The city, which uses fogger sprays for adult mosquitos, is seeing an increase in mosquito resistance, he said. That is why it is looking at liquid larvicide, which “could be an additional treatment option,” Pederson said.
“Anything will help,” Trujillo said.
The city will spray the three neighborhoods late in the evenings using a pickup carrying a turbine that will blast a “mist” of the larvicide into the air before it settles into areas that could get water “so we could treat prior to rainfall events,” Pederson said. There are about 300-350 homes that will be part of the trial, he said.
Some homeowners have agreed to the experiment, while others did not. This week, the city and county will visit with other owners and explain what they’re doing then “they can contact us directly if they have any follow-up questions or concerns, and we can work with them,” Pederson said.

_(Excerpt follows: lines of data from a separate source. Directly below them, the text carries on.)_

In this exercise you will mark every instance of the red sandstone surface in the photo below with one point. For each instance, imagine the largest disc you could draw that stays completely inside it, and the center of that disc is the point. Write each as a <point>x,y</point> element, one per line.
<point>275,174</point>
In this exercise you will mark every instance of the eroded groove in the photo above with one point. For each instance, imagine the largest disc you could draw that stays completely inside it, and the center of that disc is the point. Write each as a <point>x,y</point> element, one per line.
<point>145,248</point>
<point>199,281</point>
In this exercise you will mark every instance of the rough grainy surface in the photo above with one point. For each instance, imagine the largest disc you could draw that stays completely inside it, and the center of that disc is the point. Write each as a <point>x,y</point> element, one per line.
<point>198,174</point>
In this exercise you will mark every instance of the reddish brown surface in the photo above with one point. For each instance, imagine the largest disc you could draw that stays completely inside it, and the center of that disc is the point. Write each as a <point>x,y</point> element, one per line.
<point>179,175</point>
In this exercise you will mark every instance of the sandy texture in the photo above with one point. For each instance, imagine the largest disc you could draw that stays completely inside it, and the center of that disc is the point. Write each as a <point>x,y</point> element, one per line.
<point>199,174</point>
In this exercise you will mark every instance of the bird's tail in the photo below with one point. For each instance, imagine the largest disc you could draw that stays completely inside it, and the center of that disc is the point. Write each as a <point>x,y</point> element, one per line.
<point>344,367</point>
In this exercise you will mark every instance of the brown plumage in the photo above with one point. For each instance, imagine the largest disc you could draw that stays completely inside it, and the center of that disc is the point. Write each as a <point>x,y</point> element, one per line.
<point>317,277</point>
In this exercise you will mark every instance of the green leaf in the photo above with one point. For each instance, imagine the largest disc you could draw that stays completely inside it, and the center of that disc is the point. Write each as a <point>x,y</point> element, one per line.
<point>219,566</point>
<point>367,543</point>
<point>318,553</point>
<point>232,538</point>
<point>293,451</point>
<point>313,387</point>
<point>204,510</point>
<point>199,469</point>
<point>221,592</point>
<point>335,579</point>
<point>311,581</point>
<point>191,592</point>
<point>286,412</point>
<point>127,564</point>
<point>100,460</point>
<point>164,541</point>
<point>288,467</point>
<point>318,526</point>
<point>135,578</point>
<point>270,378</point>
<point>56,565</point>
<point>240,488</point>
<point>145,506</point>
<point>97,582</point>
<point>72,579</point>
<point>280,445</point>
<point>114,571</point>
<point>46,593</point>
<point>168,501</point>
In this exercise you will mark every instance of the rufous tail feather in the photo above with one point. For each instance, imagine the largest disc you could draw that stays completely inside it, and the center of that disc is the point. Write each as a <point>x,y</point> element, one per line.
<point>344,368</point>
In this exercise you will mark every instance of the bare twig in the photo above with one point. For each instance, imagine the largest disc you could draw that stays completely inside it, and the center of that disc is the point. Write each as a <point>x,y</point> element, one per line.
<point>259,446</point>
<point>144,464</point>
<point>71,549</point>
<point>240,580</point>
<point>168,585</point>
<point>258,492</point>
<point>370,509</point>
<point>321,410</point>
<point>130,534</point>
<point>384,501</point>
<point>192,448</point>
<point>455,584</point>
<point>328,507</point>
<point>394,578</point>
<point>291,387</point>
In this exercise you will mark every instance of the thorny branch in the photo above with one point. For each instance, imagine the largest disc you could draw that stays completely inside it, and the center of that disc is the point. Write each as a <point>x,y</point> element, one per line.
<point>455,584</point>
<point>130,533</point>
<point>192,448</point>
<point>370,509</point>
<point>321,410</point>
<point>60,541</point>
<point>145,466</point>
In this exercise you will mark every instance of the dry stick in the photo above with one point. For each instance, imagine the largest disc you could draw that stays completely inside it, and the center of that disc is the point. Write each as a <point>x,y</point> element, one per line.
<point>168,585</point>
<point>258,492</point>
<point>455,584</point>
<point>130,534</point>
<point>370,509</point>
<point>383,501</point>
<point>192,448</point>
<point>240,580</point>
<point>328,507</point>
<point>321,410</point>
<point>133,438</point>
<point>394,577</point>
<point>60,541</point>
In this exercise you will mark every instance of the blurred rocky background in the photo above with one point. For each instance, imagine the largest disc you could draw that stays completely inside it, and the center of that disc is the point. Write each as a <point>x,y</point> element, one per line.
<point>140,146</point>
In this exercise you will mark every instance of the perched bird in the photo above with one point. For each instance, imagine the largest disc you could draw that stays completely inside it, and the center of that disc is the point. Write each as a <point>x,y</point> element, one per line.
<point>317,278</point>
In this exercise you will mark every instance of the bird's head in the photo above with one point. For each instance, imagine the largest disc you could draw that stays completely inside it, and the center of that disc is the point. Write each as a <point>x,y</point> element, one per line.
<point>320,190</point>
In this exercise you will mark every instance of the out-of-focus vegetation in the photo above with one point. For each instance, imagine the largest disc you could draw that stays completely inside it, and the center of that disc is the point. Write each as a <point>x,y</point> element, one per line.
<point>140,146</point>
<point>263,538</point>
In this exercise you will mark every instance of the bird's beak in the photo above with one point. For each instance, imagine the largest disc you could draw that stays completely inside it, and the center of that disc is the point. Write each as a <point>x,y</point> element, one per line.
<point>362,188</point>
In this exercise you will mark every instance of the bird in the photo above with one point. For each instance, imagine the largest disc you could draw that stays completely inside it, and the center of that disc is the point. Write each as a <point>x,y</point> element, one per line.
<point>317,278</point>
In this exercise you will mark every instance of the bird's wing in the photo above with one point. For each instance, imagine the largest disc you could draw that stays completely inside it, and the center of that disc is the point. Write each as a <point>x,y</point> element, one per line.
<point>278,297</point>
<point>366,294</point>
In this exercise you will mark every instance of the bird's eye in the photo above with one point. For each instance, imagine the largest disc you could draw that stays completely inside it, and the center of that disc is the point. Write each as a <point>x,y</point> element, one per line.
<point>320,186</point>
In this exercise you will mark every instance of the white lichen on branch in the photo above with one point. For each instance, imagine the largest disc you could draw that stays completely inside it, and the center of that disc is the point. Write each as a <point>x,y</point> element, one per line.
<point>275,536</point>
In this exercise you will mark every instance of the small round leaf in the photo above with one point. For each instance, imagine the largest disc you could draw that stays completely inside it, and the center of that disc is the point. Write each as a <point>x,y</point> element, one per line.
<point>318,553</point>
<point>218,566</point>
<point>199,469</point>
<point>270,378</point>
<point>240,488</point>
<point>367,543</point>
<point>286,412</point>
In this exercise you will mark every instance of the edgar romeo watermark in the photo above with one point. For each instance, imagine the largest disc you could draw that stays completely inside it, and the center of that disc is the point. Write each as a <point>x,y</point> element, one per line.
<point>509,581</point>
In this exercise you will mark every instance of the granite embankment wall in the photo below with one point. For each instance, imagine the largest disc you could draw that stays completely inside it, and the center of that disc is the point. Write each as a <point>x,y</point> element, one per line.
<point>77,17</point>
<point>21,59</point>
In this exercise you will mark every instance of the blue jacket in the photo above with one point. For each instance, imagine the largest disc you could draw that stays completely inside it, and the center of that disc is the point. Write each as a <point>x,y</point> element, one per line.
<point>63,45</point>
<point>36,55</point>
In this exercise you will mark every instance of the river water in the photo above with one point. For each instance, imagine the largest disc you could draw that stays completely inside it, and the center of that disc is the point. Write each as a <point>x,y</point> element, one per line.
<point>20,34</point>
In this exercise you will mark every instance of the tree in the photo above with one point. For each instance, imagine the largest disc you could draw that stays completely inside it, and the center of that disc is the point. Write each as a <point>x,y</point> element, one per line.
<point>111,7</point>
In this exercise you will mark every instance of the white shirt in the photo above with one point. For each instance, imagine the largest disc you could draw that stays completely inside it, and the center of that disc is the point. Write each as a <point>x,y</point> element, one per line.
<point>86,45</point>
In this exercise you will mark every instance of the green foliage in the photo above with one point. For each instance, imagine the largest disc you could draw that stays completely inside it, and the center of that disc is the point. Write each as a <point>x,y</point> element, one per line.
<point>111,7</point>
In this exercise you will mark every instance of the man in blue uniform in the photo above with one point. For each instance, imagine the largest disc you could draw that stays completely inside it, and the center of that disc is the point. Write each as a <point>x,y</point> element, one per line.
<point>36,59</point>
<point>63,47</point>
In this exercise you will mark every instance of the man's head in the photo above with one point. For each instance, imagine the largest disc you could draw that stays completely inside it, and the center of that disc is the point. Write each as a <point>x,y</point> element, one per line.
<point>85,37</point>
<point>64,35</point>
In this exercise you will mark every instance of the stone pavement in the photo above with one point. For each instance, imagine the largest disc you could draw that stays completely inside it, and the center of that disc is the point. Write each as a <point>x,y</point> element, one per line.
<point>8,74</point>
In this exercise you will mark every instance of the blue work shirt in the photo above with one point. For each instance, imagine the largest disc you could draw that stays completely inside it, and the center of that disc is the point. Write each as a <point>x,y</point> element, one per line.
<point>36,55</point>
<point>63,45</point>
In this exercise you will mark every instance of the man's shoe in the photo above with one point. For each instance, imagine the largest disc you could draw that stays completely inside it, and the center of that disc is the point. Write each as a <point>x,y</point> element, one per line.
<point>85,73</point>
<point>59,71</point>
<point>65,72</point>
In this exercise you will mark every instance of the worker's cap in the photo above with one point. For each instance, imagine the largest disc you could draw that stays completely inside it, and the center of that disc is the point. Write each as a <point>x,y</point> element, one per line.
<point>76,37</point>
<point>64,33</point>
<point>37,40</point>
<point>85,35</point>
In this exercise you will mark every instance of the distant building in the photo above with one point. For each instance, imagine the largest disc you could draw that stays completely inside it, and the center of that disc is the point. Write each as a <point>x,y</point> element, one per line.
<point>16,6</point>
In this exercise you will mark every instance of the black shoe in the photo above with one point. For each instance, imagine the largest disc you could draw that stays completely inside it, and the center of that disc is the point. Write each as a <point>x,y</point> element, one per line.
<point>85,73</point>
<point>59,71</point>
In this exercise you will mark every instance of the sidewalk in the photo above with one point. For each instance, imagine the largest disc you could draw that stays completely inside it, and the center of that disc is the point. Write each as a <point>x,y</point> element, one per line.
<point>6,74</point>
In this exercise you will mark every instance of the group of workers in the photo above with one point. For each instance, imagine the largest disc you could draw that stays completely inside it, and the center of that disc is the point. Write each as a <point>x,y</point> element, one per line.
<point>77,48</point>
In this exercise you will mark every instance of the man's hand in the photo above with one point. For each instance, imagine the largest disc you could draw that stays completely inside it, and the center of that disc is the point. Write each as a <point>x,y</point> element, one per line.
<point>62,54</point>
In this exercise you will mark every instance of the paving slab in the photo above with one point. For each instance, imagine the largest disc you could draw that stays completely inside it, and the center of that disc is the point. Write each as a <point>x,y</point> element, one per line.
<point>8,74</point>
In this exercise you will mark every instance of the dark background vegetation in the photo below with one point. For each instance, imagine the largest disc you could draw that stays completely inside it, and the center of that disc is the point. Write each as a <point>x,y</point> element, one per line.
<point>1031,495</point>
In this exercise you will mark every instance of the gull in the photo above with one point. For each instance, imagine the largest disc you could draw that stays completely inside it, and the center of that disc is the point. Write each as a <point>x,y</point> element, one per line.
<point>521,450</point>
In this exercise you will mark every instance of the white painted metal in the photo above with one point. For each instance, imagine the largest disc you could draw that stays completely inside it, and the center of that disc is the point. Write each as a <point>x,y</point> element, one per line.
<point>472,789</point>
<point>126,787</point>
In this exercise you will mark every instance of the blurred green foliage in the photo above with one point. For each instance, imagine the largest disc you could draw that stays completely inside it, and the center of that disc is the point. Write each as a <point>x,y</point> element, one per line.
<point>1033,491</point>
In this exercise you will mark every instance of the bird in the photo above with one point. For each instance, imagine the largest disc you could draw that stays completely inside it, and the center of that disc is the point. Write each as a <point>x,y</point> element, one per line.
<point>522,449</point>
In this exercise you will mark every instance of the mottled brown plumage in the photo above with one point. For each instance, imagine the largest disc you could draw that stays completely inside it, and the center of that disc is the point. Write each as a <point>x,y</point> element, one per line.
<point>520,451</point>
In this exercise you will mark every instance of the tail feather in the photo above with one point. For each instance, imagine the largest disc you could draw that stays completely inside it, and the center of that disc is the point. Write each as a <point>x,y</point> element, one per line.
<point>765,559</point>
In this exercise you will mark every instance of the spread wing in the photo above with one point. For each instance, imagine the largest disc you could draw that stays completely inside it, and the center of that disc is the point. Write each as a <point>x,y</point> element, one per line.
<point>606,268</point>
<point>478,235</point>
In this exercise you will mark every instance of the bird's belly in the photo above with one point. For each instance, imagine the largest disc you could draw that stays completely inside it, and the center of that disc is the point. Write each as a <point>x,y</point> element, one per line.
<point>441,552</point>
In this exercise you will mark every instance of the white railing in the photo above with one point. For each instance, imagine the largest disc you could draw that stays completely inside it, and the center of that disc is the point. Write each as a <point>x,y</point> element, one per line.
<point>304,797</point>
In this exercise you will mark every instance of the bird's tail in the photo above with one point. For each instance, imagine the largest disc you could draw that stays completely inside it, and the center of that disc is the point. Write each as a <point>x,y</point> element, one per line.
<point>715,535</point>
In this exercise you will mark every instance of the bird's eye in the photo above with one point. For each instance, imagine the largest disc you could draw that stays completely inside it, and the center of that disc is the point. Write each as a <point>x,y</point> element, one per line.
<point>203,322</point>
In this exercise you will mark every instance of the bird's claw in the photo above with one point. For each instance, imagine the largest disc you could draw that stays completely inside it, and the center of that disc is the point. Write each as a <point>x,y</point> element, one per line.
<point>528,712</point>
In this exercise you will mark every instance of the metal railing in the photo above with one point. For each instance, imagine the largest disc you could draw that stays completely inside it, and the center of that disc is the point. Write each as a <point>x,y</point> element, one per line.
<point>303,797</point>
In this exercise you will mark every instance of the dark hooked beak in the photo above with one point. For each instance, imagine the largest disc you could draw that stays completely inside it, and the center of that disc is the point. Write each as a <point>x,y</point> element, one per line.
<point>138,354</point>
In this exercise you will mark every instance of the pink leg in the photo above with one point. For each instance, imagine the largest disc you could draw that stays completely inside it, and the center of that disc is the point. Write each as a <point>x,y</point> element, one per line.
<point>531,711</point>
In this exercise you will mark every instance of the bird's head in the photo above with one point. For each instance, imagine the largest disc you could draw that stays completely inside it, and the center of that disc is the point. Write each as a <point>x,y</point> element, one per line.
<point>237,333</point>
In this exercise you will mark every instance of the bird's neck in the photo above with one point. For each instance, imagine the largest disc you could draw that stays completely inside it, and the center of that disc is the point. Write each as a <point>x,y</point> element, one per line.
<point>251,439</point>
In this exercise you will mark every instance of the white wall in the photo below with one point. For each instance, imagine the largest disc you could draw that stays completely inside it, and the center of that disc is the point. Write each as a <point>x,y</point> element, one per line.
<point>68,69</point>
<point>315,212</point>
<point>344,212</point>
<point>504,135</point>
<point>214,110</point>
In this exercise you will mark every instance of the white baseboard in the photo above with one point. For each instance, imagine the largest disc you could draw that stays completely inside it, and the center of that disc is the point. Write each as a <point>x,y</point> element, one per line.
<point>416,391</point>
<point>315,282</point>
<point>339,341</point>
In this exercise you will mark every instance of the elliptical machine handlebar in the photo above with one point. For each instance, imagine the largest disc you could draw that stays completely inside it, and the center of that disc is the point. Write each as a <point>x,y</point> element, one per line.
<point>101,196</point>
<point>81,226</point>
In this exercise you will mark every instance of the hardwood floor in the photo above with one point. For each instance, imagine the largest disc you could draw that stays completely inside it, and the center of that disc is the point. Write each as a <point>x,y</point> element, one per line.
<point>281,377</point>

“This is a good way for us to target larvae breeding in neighborhoods where sometimes people aren’t even aware that this habitat is in their yard,” he said. “We’re talking about very small pools of water, cups or possibly trash, plastic tarps, wheelbarrows, buckets. Anything that can hold water for, you know, up to a week is essentially (a) mosquito breeding habitat.”
The insecticide will not kill adult mosquitos, however, only those in larvae form, Pederson said.
People should turn anything that collects water upside down. A bucket of water, for example, “can impact people in the 150-200-yard radius,” he said.
The city will do the six treatments then trap the mosquitos and see how “this relates between treated and untreated (areas),” Pederson said.
“We just want to see how well it works before we can roll it out, hopefully, at a larger scale,” he said.
If anyone has mosquito-related questions or concerns, city Environmental Health Department spokesperson Jeremy Dyer said, people can call 311.